Nel documento Compagni !! tutti insieme cresciamo. (pagine 56-58)

PARTE II – UN LUNGO CAMMINO VERSO LA MODERNITA’ (PORRE CORRETTAMENTE SOLO DOMANDE PENULTIME)

6. Elogio del relativismo

Alte cattedre ecclesiastiche sono solite vituperare il relativismo che può invece costituire un’interessante sintesi critica di atteggiamenti culturali, capaci di muoversi dalla biodiversità al meticciato, fino ad un vero e proprio politeismo culturale. Il relativismo è un vaccino contro l’intolleranza che si diffonde ogniqualvolta una qualsiasi realtà tende ad istituzionalizzarsi e, forse ancora prima, quando la stessa si pone l’obiettivo della conquista del potere. In aperta opposizione all’intolleranza dell’ortodossia, è certamente d’interesse citare lo spirito libero dei moti ereticali, dal mondo tardo antico a tutto il medioevo, come quello della riforma, prima della sua rapida istituzionalizzazione in nuove chiese. In Italia, in particolare, dove la riforma ha diffusione limitata e vita brevissima, sono i moti ereticali medioevali ad avere un certo rilievo, come i patarini, i valdesi ed i fraticelli francescani (tuttavia, da una parte di questi ultimi, tradendo l’insegnamento di libertà e povertà Francesco d’Assisi 67, derivano anche ordini conventuali).

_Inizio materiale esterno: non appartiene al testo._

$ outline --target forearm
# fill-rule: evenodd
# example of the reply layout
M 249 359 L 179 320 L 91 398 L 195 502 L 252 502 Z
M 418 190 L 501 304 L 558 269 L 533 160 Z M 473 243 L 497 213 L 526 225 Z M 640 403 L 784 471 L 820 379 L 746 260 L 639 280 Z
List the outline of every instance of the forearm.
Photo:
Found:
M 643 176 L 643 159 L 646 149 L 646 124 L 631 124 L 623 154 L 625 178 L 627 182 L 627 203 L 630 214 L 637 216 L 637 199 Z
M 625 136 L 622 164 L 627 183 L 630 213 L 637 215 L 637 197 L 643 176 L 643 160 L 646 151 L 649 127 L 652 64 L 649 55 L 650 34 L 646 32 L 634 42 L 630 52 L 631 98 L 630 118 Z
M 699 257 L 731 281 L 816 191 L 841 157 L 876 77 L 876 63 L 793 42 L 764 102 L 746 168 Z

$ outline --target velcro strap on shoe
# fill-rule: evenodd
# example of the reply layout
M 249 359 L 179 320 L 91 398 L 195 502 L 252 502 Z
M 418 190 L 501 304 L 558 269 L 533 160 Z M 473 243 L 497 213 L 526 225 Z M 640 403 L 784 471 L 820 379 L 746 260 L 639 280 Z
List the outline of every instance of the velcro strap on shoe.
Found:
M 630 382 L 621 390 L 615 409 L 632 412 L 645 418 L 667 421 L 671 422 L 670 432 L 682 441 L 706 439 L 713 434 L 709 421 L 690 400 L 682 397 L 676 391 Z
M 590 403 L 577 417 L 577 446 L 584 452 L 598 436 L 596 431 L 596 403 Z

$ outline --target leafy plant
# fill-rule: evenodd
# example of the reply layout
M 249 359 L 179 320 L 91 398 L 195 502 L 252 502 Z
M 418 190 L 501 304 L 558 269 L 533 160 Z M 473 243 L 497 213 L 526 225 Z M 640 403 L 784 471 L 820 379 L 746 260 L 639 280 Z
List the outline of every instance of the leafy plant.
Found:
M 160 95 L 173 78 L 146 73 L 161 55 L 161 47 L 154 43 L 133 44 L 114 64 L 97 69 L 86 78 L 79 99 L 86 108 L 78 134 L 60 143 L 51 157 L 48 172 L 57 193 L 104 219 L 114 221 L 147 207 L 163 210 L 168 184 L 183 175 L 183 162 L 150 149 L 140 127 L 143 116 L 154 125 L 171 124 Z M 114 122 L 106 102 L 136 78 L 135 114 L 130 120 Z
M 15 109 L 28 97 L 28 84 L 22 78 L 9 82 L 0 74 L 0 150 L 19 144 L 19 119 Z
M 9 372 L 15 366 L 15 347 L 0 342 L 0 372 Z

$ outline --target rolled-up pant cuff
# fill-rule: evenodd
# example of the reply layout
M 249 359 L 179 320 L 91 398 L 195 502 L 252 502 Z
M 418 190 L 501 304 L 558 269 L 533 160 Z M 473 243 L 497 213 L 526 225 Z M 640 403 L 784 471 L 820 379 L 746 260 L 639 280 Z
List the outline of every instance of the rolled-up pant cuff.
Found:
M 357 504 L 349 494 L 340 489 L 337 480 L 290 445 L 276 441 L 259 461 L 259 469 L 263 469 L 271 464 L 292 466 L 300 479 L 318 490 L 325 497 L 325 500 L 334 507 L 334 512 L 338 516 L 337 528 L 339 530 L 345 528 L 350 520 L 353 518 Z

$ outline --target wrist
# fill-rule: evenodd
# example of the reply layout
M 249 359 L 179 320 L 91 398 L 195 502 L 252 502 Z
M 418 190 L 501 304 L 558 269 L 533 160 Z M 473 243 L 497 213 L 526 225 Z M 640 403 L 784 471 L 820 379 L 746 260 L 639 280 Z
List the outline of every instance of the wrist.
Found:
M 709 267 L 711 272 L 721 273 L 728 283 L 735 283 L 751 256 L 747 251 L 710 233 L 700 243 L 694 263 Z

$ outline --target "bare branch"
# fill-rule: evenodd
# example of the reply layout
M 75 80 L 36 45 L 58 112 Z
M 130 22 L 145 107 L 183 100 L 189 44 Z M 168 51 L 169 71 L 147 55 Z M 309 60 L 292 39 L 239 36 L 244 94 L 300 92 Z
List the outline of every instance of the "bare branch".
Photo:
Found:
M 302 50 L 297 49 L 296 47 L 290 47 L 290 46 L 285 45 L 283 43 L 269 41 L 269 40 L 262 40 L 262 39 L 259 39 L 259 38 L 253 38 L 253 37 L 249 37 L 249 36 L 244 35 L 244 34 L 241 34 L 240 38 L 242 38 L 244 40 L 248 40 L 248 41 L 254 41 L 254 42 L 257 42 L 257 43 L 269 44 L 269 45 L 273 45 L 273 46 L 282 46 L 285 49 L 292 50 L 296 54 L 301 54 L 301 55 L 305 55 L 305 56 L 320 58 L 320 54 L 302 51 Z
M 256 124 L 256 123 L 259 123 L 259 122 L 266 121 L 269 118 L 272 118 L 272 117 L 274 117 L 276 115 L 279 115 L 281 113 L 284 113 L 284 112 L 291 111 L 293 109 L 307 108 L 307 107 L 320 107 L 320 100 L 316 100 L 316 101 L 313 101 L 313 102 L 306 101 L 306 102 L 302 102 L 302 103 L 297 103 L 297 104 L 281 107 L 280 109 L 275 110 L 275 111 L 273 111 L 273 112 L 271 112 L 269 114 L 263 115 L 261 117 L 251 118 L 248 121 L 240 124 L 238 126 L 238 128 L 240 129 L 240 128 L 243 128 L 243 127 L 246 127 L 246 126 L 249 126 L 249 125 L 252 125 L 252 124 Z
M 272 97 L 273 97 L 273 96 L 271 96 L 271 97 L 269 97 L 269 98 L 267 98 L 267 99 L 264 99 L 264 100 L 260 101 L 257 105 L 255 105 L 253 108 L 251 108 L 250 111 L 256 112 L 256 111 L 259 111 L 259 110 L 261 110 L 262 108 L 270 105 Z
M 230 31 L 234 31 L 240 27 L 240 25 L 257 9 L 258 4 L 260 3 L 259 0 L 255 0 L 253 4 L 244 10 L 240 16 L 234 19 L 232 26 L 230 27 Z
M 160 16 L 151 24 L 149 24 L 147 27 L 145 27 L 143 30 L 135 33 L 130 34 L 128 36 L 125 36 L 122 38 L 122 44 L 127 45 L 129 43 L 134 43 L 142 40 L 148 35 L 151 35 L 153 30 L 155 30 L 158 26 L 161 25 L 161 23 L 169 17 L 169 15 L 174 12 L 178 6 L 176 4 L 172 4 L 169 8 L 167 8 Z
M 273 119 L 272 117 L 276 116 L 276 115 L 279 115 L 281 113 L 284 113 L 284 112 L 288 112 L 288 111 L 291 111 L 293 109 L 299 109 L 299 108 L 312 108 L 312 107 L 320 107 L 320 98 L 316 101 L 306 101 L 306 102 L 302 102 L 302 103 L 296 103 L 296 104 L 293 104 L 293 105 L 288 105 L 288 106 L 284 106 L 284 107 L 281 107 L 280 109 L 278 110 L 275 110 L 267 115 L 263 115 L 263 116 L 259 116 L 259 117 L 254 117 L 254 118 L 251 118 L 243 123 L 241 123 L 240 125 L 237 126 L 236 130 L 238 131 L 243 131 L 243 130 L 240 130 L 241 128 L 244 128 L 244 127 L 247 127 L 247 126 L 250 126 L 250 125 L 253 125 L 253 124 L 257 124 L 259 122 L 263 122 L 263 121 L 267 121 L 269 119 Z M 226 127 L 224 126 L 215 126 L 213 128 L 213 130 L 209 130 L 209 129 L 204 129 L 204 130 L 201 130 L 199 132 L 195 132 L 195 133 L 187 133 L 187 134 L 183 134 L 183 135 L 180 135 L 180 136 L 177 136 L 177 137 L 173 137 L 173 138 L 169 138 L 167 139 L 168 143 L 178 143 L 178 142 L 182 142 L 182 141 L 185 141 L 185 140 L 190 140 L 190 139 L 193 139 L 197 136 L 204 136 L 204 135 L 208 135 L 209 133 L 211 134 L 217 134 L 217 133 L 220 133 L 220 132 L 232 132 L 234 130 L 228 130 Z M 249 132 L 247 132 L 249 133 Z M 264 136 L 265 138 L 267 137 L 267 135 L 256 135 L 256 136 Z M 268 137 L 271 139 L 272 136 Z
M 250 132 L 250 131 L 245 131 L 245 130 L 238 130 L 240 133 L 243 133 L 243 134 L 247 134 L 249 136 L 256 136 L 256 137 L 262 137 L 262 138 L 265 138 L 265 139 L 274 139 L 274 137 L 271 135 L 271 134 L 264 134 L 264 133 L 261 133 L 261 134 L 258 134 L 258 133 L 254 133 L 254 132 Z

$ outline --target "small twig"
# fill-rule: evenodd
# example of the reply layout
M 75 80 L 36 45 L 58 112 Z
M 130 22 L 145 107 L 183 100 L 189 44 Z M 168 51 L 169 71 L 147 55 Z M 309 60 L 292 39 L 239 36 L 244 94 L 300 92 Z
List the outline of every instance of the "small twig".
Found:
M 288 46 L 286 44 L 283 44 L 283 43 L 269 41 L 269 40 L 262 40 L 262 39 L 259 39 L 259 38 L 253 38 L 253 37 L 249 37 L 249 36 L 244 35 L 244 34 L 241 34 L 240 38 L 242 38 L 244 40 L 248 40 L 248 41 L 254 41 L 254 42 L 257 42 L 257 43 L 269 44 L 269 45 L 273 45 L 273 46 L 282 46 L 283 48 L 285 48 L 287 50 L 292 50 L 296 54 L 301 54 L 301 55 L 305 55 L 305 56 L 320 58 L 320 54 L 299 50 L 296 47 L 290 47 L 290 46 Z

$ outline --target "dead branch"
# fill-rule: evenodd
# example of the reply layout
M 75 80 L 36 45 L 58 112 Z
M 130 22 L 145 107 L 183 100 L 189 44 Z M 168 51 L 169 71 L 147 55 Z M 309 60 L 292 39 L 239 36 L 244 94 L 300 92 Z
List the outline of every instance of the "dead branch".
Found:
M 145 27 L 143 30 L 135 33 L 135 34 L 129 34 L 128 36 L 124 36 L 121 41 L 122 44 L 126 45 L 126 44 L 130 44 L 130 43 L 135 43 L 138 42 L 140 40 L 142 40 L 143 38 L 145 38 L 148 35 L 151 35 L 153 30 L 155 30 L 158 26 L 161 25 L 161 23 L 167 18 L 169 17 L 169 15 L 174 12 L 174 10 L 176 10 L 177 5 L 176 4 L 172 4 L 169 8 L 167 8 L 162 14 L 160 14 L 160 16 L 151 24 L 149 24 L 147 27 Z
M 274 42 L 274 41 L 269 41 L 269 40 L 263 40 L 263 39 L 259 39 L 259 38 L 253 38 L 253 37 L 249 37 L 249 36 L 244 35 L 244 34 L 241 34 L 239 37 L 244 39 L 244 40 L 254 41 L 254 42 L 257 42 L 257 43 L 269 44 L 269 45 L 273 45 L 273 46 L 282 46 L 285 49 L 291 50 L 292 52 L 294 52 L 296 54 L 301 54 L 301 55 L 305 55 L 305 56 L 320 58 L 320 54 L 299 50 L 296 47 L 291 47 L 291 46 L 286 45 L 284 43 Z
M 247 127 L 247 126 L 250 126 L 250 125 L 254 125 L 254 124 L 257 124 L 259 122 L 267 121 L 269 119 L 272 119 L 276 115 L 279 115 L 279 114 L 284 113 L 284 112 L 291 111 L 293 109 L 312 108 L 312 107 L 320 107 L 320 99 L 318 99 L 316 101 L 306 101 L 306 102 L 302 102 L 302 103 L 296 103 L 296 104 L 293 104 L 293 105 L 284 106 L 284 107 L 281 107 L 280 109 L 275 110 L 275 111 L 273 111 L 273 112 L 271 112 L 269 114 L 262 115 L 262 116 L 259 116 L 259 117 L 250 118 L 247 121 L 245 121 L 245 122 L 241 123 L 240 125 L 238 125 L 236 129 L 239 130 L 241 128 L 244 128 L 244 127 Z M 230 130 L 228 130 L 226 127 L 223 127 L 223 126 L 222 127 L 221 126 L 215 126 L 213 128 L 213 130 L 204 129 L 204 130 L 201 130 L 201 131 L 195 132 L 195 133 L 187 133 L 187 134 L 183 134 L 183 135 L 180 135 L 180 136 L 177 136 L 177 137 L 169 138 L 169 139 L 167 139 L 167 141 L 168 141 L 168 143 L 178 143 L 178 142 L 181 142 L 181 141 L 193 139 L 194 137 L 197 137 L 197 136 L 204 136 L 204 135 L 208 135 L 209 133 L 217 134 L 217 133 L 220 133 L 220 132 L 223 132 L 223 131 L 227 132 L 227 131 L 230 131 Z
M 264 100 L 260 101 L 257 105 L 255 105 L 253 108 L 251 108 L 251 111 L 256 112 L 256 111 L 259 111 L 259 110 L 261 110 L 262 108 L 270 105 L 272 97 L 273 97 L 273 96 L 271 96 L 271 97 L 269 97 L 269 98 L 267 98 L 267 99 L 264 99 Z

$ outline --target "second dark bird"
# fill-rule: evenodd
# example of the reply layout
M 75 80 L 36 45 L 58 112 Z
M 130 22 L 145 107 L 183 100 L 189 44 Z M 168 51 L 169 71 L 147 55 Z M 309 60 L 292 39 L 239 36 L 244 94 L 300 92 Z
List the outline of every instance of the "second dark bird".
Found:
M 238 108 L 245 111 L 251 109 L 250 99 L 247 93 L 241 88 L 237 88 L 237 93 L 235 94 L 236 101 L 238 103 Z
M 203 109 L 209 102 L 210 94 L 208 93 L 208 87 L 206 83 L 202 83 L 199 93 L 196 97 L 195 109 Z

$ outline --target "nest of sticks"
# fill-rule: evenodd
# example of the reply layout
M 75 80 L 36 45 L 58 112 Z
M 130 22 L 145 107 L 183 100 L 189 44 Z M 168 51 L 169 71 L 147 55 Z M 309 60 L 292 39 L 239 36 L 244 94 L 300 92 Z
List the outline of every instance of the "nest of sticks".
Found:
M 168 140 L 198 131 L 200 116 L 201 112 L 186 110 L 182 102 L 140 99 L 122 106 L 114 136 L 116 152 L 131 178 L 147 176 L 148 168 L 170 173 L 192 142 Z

Ognuno è afferrato dalla parvenza singolarmente conclusiva del suo stadio e da ciò proviene da quella confusione di opinioni e di concetti che rende cosi difficile orientarsi in questo campo. Ma donde viene questo senso definitivo che causa tanta ostinazione autoritaria da tutte le parti? Non lo posso altrimenti spiegare se non con il fatto che, in ogni studio, è proprio implicita anche una verità definitiva e che si hanno sempre casi per dimostrare, in modo schiacciante, quella particolare verità. Una verità è cosa tanto preziosa, in questo mondo ricchissimo di illusioni, che nessuno si adatta a rinunciarvi, solo per quel paio di cosiddette eccezioni, non concordanti con essa. E chi mette in dubbio la verità fa inevitabilmente la figura di un perfido guastafeste; perciò nella discussione si mescola dappertutto una nota di fanatismo e d’intolleranza. Eppure ciascuno non fa che portare innanzi di un certo tratto la fiaccola della conoscenza, finché un altro la raccoglie. Se si potesse comprendere questo processo in una maniera non personale, ad esempio, se si riuscisse ad ammettere che non si è creatori personali delle verità, ma i loro esponenti: semplici portavoce delle necessità spirituali contemporanee, allora molto veleno e molta asprezza sarebbero evitati, e lo sguardo sarebbe libero di vedere i nessi soprapersonali e profondi dell'anima dell’umanità (Carl Gustav Jung, Il problema dell’inconscio nella psicologia moderna 68).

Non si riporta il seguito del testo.